Here’s a view of assorted twitchers viewing the visiting White-eyed Vireo (Vireo griseus) in my garden this week.
Here it is!
The visits continued today when Pieter Westra of Aratinga Tours http://www.aratinga-tours.com/hey-how-are-you-doing/ came by, together with his family and with friends Steven and Magda Easley. The vireo had been in hiding most of the day and it was late in the afternoon before it finally appeared, in close company with a pair of Philadelphia Vireos and two Mountain Elaenias, in a fine drizzle.

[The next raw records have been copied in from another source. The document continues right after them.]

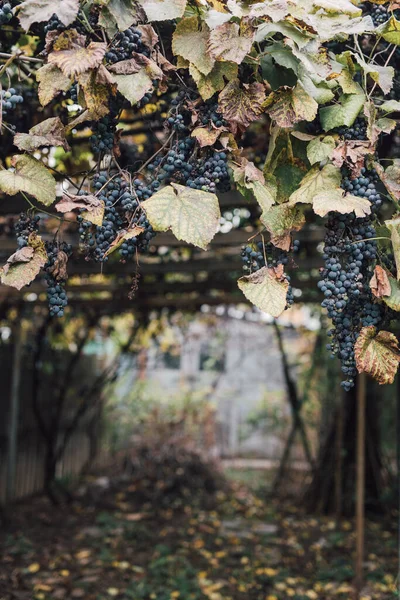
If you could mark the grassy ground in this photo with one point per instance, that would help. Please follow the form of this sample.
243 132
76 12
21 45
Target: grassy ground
235 546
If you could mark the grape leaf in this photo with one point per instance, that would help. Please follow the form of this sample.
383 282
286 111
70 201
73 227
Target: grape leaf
266 289
190 42
393 298
315 181
50 132
390 31
335 200
215 80
37 11
344 113
288 106
394 227
320 149
122 13
96 94
379 283
229 42
248 177
383 76
30 176
163 10
52 81
377 354
192 215
94 207
281 220
122 237
78 59
205 136
24 265
240 105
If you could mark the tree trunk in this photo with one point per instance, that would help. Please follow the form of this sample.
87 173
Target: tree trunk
321 495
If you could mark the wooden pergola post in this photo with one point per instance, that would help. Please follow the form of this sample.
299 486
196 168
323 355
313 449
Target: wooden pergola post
360 484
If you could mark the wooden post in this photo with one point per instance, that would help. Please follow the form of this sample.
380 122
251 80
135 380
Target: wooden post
360 489
12 443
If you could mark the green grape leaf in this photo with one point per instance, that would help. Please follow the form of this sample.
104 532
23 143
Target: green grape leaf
52 81
50 132
92 205
288 106
383 76
390 31
229 42
192 215
266 289
37 11
344 113
320 149
248 177
377 354
163 10
214 82
30 176
122 237
240 105
335 200
316 181
24 265
280 221
190 42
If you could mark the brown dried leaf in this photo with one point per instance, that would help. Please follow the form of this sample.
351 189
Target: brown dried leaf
50 132
229 42
59 269
377 354
379 283
24 265
122 237
205 136
241 105
94 207
78 59
96 94
352 153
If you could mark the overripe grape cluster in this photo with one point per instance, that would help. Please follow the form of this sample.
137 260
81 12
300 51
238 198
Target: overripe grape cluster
124 44
56 294
9 100
349 253
122 213
357 131
258 255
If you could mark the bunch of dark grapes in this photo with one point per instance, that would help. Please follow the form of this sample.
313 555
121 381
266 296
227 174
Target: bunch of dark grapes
256 256
350 253
124 44
102 138
5 13
25 225
379 13
122 213
54 23
56 277
9 100
358 131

Each day brings a new surprise, however. Today, prior to our visitors’ arrival, we had a bird fly into the back bedroom window, an occurrence which, thankfully, has been much reduced in the last couple of years. I have seen a total of at least 154 different species in or from my garden, but today’s accident victim was a new species here, the Ochre-bellied Flycatcher (Mionectes oleagineus). Recovery was a little slow and the birdie spent a little time regurgitating small black and yellow berries. I did not observe the wing-flicking normally associated with this species.

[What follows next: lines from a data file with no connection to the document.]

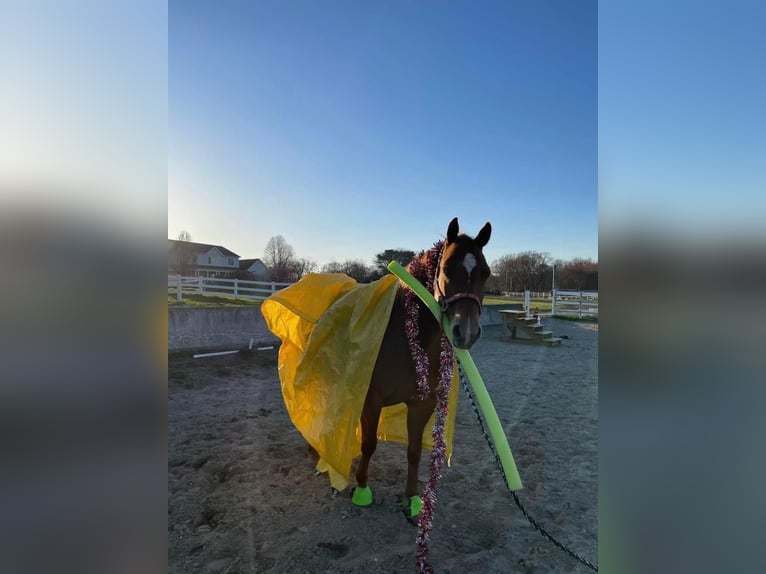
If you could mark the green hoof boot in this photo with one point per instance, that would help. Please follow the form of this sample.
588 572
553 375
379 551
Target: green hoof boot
416 504
362 496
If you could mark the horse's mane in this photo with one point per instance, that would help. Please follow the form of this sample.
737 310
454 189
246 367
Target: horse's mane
423 266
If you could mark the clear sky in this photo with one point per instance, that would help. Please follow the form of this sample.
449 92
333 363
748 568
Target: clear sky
352 127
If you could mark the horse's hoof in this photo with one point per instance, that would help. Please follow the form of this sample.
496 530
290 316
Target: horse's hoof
362 496
416 505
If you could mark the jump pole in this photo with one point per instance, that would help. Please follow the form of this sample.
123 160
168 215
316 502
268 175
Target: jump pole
512 478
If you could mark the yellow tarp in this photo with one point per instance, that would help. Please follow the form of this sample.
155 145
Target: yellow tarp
331 330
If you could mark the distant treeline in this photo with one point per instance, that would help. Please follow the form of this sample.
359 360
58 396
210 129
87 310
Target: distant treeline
530 270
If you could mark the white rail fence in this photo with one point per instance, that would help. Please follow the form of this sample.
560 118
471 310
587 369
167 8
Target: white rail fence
238 288
580 303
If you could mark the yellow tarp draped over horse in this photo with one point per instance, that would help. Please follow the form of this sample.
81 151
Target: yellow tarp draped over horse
331 330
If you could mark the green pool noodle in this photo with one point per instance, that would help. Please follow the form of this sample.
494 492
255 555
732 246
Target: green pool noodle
362 496
510 471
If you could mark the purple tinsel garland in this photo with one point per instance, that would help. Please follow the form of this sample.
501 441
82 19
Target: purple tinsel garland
426 274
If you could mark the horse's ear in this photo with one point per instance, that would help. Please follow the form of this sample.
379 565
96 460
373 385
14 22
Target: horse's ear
483 237
452 231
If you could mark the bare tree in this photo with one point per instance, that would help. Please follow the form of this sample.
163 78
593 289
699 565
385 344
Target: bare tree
354 268
530 270
578 274
279 257
403 256
302 267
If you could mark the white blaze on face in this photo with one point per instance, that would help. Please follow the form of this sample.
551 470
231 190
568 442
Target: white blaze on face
469 263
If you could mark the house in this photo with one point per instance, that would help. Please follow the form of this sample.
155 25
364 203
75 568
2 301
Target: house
256 269
201 260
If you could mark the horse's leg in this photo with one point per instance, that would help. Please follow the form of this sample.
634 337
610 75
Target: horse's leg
418 413
370 417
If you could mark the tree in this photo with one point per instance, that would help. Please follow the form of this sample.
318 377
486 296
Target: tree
354 268
578 274
403 256
279 257
301 267
185 257
529 270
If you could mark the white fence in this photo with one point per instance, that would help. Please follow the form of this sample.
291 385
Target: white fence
523 294
238 288
580 303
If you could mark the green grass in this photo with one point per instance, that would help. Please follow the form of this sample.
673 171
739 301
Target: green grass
196 300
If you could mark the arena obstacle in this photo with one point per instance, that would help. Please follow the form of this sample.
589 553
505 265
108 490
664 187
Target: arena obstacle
222 353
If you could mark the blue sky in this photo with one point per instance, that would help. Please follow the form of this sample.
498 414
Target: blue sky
682 128
350 128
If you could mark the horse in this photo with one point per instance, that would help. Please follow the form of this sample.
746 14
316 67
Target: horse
457 282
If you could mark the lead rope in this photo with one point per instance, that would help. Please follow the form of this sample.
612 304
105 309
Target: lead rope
532 521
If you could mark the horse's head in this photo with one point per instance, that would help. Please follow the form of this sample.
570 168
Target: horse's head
459 285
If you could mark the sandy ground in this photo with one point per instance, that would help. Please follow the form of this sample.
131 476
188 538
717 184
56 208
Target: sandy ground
242 495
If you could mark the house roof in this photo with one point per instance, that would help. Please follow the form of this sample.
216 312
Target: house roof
201 247
247 263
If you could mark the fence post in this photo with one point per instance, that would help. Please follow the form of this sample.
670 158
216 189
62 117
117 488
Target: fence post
526 302
553 304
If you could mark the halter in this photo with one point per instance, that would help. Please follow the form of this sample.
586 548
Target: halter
442 299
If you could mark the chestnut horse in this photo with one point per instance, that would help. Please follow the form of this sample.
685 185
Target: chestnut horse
458 285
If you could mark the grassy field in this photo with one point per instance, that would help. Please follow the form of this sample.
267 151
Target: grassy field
196 300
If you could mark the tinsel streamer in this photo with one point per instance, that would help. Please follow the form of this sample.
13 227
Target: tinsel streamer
425 269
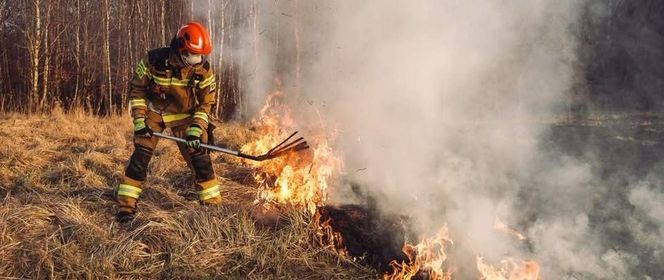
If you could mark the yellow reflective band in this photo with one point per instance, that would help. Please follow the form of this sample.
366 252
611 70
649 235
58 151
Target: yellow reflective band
207 82
178 82
130 191
209 193
201 115
161 81
142 70
170 81
174 117
137 103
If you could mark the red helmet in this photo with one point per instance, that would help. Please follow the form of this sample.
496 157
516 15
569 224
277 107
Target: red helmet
193 38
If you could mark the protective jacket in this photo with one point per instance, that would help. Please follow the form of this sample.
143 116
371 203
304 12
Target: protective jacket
167 93
180 93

From my hand to the bench, where he spent a good lengthy spell before flying off, apparently in good health.
This particular Mionectes flycatcher is quite common lower down, in the Botanical Garden at CATIE for example. Stiles and Skutch consider it rare above 900 m elevation but it is found without too much difficulty at nearby San Diego and Verbena Norte. Identification is simplified by its having neither wing bars nor eye-ring, but the yellowish plumage below and the rather obvious ochre colour of the belly clinch it. The Ochre-bellied Flycatcher is now added to the lists for My Yard and for San Antonio. This moves the San Antonio species list to exactly 200.